Photo by ARW. On Golden Ponds was one of the first video cassettes we bought

It’s hard not to feel sad about the death of something that’s been part of your life for almost your entire life. But if I’m being honest, the video shop hadn’t actually been a part of my life for the last five years. It probably hasn’t been for many others either.

So despite my sadness at this piece of nostalgia disappearing for good, I know I’m to blame for its demise. Like most people these days I now download all my films through iTunes or Google Play, or stream them through online subscription services. I haven’t actually rented a physical DVD in years”.

It won’t come as any surprise of course that baby boomers have seen the demise of many of those things that were so much part of our everyday lives in the late 50s, through the 60s and even into the 70s.

My first brush with pop music was in about 1956, just as the 45rpm records were being introduced, in fact many songs were still being released on 78s (Elvis’ first songs for example were released on a 78). The local record shop was the first place I would head for on pay day to buy the latest single by Johnny O’Keefe or Tommy Sands (which incidentally would have been ordered two weeks previously).
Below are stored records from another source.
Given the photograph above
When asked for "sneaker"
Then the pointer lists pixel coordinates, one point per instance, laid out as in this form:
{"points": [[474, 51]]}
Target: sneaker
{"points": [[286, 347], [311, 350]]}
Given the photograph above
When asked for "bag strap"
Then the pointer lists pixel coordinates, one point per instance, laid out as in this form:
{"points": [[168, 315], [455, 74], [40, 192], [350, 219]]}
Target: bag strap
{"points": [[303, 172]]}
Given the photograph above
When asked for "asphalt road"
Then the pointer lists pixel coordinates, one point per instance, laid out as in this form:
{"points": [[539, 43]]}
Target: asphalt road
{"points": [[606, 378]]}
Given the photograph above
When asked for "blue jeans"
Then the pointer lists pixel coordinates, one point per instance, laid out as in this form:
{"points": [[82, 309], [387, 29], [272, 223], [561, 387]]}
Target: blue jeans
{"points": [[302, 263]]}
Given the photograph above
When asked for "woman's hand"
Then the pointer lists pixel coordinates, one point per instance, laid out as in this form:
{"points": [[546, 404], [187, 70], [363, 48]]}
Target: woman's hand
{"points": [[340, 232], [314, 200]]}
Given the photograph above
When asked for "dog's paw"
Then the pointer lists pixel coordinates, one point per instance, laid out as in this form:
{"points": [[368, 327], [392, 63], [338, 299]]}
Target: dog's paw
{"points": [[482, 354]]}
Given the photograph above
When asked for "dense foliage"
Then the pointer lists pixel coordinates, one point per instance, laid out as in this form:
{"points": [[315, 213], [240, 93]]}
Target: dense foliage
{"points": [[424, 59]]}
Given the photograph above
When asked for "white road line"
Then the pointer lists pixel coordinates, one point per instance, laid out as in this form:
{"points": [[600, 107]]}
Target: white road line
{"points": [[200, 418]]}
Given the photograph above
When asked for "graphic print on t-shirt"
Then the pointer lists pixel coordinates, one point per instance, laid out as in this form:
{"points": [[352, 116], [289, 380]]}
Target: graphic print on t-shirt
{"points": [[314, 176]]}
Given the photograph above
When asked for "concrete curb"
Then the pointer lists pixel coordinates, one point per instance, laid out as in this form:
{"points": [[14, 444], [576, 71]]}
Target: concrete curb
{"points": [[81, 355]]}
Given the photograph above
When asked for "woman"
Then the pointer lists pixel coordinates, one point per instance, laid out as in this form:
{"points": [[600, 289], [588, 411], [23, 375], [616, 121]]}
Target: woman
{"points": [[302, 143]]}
Photo from Google Images. The local record shop; that's how we selected our music back in the day

Photo from Google Images. The local record shop; that’s how we selected our music back in the day

Record shops survived through the compact tape era and then the CD but met their demise mainly when iTunes came along.

There was a time when going to the pictures was a once-a-week luxury. Film buffs went more often, but usually on a Saturday afternoon or Saturday night you could dress up to the nines and catch the latest John Wayne or Stewart Grainger film. Going to the movies has survived TV, the video cassette machine, DVDs and now it also has to contend with downloads and the pirating of latest releases which threatens the very existence of the movie industry.

Television is now facing its own uphill battle for survival too, with the availability of streaming online of films, TV series and shows through the internet. One wonders how much longer the free-to-air channels can survive.

As Petra says in the conclusion of her article; “Will there come a day when all our service industries are overtaken by the internet? It’s already happened with grocery shopping. You can pay bills online. You can even order food delivery without picking up the phone.

One day we’ll never have to leave the house again. Hope we have something good to watch”.